Enterprise Java™ bean
(EJB) modules are used to assemble one or more enterprise beans into
a single deployable unit. An EJB module is stored in a standard Java archive (JAR) file.
An EJB module can be used as a standalone module, or it can be
combined with other modules to create an enterprise module. An EJB
module is installed and run in an enterprise bean container. An EJB
project must be referenced by an enterprise module project (defined
as a module in an EAR file) in order to be deployed successfully and
run on a server.
An EJB module has the following characteristics:
- It contains one or more deployable enterprise beans.
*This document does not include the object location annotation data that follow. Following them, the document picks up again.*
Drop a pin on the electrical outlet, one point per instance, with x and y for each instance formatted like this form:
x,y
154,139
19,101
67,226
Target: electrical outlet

- Optional (in EJB 3.x): It might
contain a deployment descriptor, stored in an Extensible Markup Language
(XML) file. This file declares the contents of the module, defines
the structure and external dependencies of the beans in the module,
and describes how the enterprise beans are to be used at run time.
- It targets one of the these servers:
- IBM® WebSphere® Application Server version 8.5.
- IBM WebSphere Application Server version 8.0.
- IBM WebSphere Application Server version 7.0,
which is already enabled with EJB 3.0 support.
You can deploy an EJB module as a stand-alone application, or combine
it with other EJB modules or with Web modules to create a Java application. An EJB module is installed
and run in an enterprise bean container.
Note: EJB modules that contain
EJB 3.1 beans must be at the EJB 3.1 facet level when running on
the product. To set the EJB module to support EJB 3.1 beans, you can
set the EJB version in the project facet to 3.1, or you can make sure
that the module does not contain an ejb-jar.xml deployment descriptor.
If the module level is EJB 2.1 or earlier, no EJB 3.1 functions, including
annotation scanning or resource injection, is performed at runtime.